Myth 4: I will lose everything I own.
Fact: Not necessarily, it is important to get a consultation with a qualified attorney to review what you own so that the attorney can find out if what you own is protected by exemptions. Bankruptcy exemptions are statutes that allow a debtor to keep certain property or assets even after the bankruptcy is filed and to keep the exempt property from being seized or sold to pay for the debtor’s debts.
Myth 5: I will never be able to fix my credit. Nobody will ever lend me any money.
Fact: You can get credit after bankruptcy. In fact, you will be bombarded with credit card offers soon after file bankruptcy because the creditors know that you cannot file another bankruptcy for years to erase those debts from your shoulders. If you use the credit card after filing for bankruptcy, you have to be careful on how you use it and it may take a few of years before a creditor would be willing to give you credit at a lower interest rate. Some debtors after they are finished with their bankruptcy make borrowings with somebody they know that has good credit. By making the timely and regular payments, the debtors credit score starts improving. It is also recommended that debtors should timely pay their non-discharged debts to improve their credit scores.
Myth 6: Both spouses must file bankruptcy.
Fact: One spouse may have more debt than the other spouse and if there are no joint debts, then the spouse with less debt may not have to file bankruptcy. If there is a joint debt and it is being paid in the bankruptcy, then the spouse with less debt may not have to file bankruptcy. A bankruptcy attorney can best determine the options of the debtors.
Myth 7: I am too poor to afford to pay for an attorney to file my bankruptcy.
Fact: In Chapter 13 bankruptcy, the attorney gets paid through the bankruptcy plan and is paid over a span of 3 to 5 years so the payment is not so burdensome on the debtor. In a Chapter 7 bankruptcy, the debtor may stop payment on the credit cards or unsecured debts, which will be erased in the Chapter 7 bankruptcy, to save up for the bankruptcy filing costs.
Myth 8: Debtors who are dishonest and lazy file bankruptcy.
Fact: 90 percent of bankruptcies are filed by people who 1. have lost their jobs or decreased earnings, 2. have a family member that got sick or died, 3. have gone through a divorce, and 4. have large credit card bills, car loans, mortgages, student loans and tax debts.
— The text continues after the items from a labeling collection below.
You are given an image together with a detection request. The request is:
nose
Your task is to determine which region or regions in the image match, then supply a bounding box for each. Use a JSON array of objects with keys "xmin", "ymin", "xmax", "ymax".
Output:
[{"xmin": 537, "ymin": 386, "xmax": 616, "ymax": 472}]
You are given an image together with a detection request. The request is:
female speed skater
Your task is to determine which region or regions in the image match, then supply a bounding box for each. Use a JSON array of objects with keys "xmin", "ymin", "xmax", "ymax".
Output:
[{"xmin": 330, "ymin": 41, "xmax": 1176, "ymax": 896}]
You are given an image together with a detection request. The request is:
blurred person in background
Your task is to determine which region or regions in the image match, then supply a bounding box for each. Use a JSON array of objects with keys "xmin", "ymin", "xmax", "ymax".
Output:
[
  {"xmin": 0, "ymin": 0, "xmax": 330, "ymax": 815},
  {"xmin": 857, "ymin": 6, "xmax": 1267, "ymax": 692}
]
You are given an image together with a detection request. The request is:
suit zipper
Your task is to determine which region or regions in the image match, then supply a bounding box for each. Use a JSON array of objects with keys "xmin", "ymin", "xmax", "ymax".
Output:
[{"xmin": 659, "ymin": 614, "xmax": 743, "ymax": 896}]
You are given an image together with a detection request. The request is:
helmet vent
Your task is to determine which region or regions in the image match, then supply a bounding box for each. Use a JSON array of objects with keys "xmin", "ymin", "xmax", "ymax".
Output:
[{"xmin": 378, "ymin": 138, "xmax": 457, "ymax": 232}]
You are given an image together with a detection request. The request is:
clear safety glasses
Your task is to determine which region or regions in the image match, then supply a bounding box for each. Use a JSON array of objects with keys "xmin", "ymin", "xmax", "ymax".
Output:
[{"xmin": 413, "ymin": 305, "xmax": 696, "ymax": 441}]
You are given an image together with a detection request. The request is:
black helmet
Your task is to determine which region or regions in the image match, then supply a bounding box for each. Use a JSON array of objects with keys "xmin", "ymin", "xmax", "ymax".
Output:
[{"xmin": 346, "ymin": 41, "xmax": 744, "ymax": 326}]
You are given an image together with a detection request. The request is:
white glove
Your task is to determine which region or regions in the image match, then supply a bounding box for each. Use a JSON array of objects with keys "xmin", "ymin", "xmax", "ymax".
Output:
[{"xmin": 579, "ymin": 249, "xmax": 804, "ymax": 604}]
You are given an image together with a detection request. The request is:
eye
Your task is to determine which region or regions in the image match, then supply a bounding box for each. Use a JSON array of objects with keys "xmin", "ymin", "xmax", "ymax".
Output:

Majority of debtors try to find alternatives to pay their debts. Unfortunately, the financial responsibility is too overwhelming.
Myth 9: Debt Consolidation groups can do a better job than bankruptcy for improving my credit and for paying my bills.
Fact: Debt Consolidation groups claim that they have thousands of accounts and because of this the creditors will have to work with them and that they can discount the debts to 50 percent or more. There is no law that requires the creditors to work with them. If the creditors are not willing to work with you, then it is no likely that the creditors will work with the Debt Consolidation group. The Debt Consolidation groups set up the payments so that they get paid first and the creditors get paid later. Therefore, it may take several months before any funds are available for your creditors. In the meantime, you are instructed not to talk to or to pay your creditors, and you are put in jeopardy of being sued by your creditors if your creditors are not paid. Forgiven debts that are reported by the creditors via a Form 1099 to the IRS are taxable.